Kepala Eksekutif Pengawas Perilaku Pelaku Usaha Jasa Keuangan, Edukasi dan Pelindungan Konsumen Friderica Widyasari Dewi mengungkapkan, sejak awal beroperasi pada 22 November 2024 hingga 9 Februari 2025, IASC telah menerima 42.257 laporan.
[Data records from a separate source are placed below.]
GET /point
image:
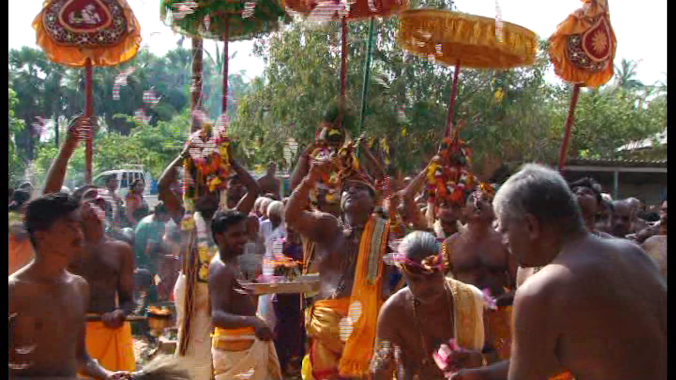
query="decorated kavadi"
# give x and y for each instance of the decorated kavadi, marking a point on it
(87, 33)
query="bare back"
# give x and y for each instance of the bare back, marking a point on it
(109, 270)
(605, 306)
(45, 330)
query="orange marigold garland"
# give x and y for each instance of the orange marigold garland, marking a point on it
(448, 177)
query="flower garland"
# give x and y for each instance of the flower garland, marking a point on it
(448, 177)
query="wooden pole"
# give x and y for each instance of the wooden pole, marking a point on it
(343, 67)
(196, 88)
(569, 126)
(89, 111)
(451, 105)
(225, 68)
(367, 71)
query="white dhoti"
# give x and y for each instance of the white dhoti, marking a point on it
(239, 355)
(198, 355)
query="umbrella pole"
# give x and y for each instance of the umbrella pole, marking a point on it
(343, 66)
(367, 71)
(451, 105)
(569, 126)
(196, 88)
(89, 111)
(225, 68)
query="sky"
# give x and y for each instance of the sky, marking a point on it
(640, 28)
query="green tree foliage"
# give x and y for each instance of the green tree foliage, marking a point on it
(507, 116)
(15, 164)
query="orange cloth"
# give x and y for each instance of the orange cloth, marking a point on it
(76, 56)
(113, 348)
(20, 253)
(237, 353)
(322, 321)
(366, 297)
(499, 330)
(588, 35)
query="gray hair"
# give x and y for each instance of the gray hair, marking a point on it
(265, 203)
(276, 208)
(541, 192)
(418, 245)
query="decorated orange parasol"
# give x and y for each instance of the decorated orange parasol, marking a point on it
(347, 10)
(582, 50)
(88, 33)
(454, 38)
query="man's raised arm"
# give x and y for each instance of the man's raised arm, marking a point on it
(172, 201)
(245, 204)
(413, 213)
(318, 227)
(302, 168)
(57, 171)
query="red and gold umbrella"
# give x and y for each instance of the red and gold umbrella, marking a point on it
(582, 50)
(88, 33)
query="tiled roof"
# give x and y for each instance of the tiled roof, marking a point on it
(617, 163)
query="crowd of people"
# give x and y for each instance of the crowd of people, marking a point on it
(543, 279)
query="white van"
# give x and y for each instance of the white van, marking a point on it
(125, 177)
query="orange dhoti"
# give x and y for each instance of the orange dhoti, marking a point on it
(322, 322)
(499, 332)
(113, 348)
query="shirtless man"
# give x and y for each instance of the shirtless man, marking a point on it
(620, 219)
(594, 298)
(269, 184)
(637, 224)
(47, 304)
(656, 246)
(195, 326)
(477, 256)
(338, 255)
(233, 311)
(590, 199)
(418, 319)
(108, 267)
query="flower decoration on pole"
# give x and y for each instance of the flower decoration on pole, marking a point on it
(88, 33)
(582, 50)
(453, 38)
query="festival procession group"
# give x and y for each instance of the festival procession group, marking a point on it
(348, 270)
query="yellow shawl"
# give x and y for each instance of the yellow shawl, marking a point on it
(358, 350)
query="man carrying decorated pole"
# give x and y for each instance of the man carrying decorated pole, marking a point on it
(106, 264)
(477, 256)
(242, 344)
(417, 320)
(342, 321)
(48, 304)
(191, 291)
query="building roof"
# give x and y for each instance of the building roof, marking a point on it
(578, 164)
(645, 143)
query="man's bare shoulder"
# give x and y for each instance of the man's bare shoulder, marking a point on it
(120, 246)
(655, 240)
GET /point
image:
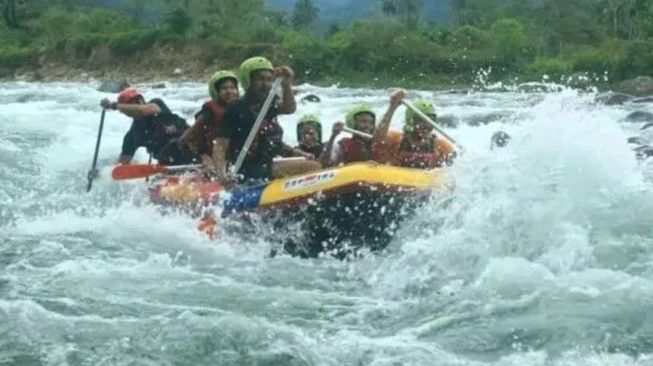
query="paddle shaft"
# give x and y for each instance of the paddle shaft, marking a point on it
(97, 149)
(435, 125)
(357, 132)
(252, 134)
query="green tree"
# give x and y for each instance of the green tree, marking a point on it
(408, 11)
(508, 34)
(304, 13)
(178, 21)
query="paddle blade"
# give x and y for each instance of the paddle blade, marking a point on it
(135, 171)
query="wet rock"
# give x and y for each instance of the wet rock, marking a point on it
(579, 80)
(499, 139)
(448, 121)
(639, 116)
(636, 140)
(538, 87)
(113, 86)
(643, 100)
(612, 98)
(643, 152)
(483, 119)
(640, 86)
(311, 98)
(456, 91)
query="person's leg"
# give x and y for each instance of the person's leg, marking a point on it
(287, 168)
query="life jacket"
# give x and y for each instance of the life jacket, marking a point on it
(353, 150)
(161, 129)
(430, 153)
(315, 150)
(268, 141)
(209, 127)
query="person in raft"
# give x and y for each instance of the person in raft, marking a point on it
(309, 135)
(351, 149)
(257, 76)
(196, 144)
(418, 146)
(153, 125)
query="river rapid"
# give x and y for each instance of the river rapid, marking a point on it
(542, 255)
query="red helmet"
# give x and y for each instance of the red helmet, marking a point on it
(128, 95)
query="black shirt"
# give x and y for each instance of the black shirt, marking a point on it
(315, 150)
(142, 131)
(238, 122)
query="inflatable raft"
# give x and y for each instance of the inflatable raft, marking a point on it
(339, 211)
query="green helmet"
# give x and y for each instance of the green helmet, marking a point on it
(362, 108)
(218, 77)
(309, 119)
(250, 65)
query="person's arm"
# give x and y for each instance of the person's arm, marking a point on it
(219, 158)
(132, 110)
(381, 131)
(191, 139)
(129, 147)
(224, 132)
(287, 151)
(288, 103)
(137, 110)
(325, 158)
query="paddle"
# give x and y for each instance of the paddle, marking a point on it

Di mana dari jumlah tersebut yang sudah diverifikasi sebanyak 40.936 laporan.
"Total rekening yang terverifikasi 70.390 rekening dan yang sudah kita blokir adalah 19.980 yang sudah kita blokir," ujar wanita yang akrab disapa Kiki tersebut dalam acara Konferensi Pers Pertemuan Tahunan Industri Jasa Keuangan (PTIJK) 2025 yang bertajuk "Penguatan Sektor Jasa Keuangan yang Stabil dan Inklusif untuk Mendukung Program Prioritas Nasional" di Jakarta Convention Center (JCC), Selasa (11/2/2024).
Kemudian, jumlah kerugian dana yang dilaporkan korban sebesar Rp 700,2 miliar dan jumlah dana korban yang telah diblokir sebesar Rp 106,8 miliar atau sekitar 15%. IASC akan terus meningkatkan kapasitasnya guna mempercepat penanganan kasus penipuan di sektor keuangan.
"Sekali lagi saya sampaikan, kecepatan korban dalam hal melaporkan akan sangat menentukan berapa besar yang bisa kita selamatkan dari korban penipuan tersebut," ungkap Kiki.
Sebelumnya diberitakan investortrust.id, OJK resmi meluncurkan Indonesia IASC dan Sistem Informasi Pelaku di Sektor Jasa Keuangan (SIPELAKU) pada hari ini, Selasa (11/2/2025).
Ketua Dewan Komisioner OJK Mahendra Siregar mengungkapkan, OJK bersama aparat penegak hukum, serta instansi lembaga berwenang lainnya secara aktif terus berkolaborasi dalam mencegah lembaga jasa keuangan dijadikan sarana untuk melakukan tindak kejahatan, termasuk terkait bidang judi online.
"Penanganan penipuan atau scam yang terjadi di sektor keuangan juga kami atasi dan inisiasikan melalui pembentukan Indonesia Anti-Scam Centre. Sehingga korban scam memiliki peluang lebih besar untuk memperoleh pengembalian dana dengan langkah penanganan yang lebih cepat melalui IASC," ujar Mahendra dalam sambutannya.
Mahendra mengatakan, untuk melengkapi ekosistem penegakan integritas di sektor jasa keuangan dan mempersempit ruang gerak pelaku fraud di sektor jasa keuangan, OJK membentuk database fraud terintegrasi, yang disebut juga dengan SIPELAKU.
Mahendra menjelaskan, SIPELAKU menjadi sarana diseminasi pelaku financial fraud pada lembaga jasa keuangan. Sehingga, diharapkan dapat menjadi bagian dari manajemen risiko bagi lembaga jasa keuangan dalam berhubungan dengan stakeholder.
"Ke depan, interkoneksi SIPELAKU terus akan dikembangkan dengan sumber data dan sumber informasinya," ungkap Mahendra.